ARP genes are member of a small unique MYB-related gene family that are required for repressing expression of certain KNOX (KNOTTED1-like homeobox) genes in leaves and consists of two protein domains. Myb domain presumed to be involved in nucleic acid binding is at N-terminus. The Myb domain is highly diverged compared with that in other Myb proteins and the DNA recognition helix in Myb repeat R3 is completely unique. ARP genes binds with DNA and cofactors are required for nucleic acid interaction. The C- terminal domain involved in homodimerization and is highly conserved among ARP genes family and does not show homology to any other known protein sequence.
Transformation of wild type plants with modified AS1 yielded as1 like mutant plants which indicate that BARP2 is a negative dominate loci. AS1 and modified AS1 may have affinity to bind the similar nucleic acids and binding of modified AS1 with those nucleic acids may have distorted the function of ARP genes but this is unlikely as modified AS1 has complemented as1 mutants. Other possibility is that homodimerization of AS1 and modified AS1 may have yielded a protein structure which was unable to perform normal ARP genes function and yielded mutant like phenotypes as RS2 proteins do make dimmers with AS1 proteins. Further AS1 and modified AS1 may have various levels of interactions as modified AS1 over expressed lines have yielded a range of phenotypes ranging from as1 like plants to wild type like plants.

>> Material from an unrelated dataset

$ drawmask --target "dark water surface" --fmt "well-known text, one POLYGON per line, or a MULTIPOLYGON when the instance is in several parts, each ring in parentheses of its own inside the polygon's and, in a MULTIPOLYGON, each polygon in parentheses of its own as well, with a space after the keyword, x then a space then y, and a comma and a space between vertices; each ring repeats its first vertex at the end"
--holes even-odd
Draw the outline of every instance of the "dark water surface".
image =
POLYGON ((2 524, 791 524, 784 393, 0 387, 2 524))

Class III HDZip genes have a fundamental role in the shoot in establishing a functional apical meristem and polarity in lateral organs (Bowman et al., 2004). The squit phenotypes observed among transgenic plants resembles those of HDZip III mutants. ARP genes work upstream of HDZip III genes. The fact that leaf form has altered in novel ways lends support to more complex models in which the ARP protein interacts with and possibly titrates factors that normally interact with HDZip III genes to modulate leaf morphology.
Conclusion
Both BARP1 and BARP2 like AS1 (modified AS1) genes are functionally equivalent to ARP genes for regulation of leaf morphology as both complements as1 mutant plants. Modified AS1 genes over expression in Arabidopsis have suggested that the modified AS1 is a negative dominant locus.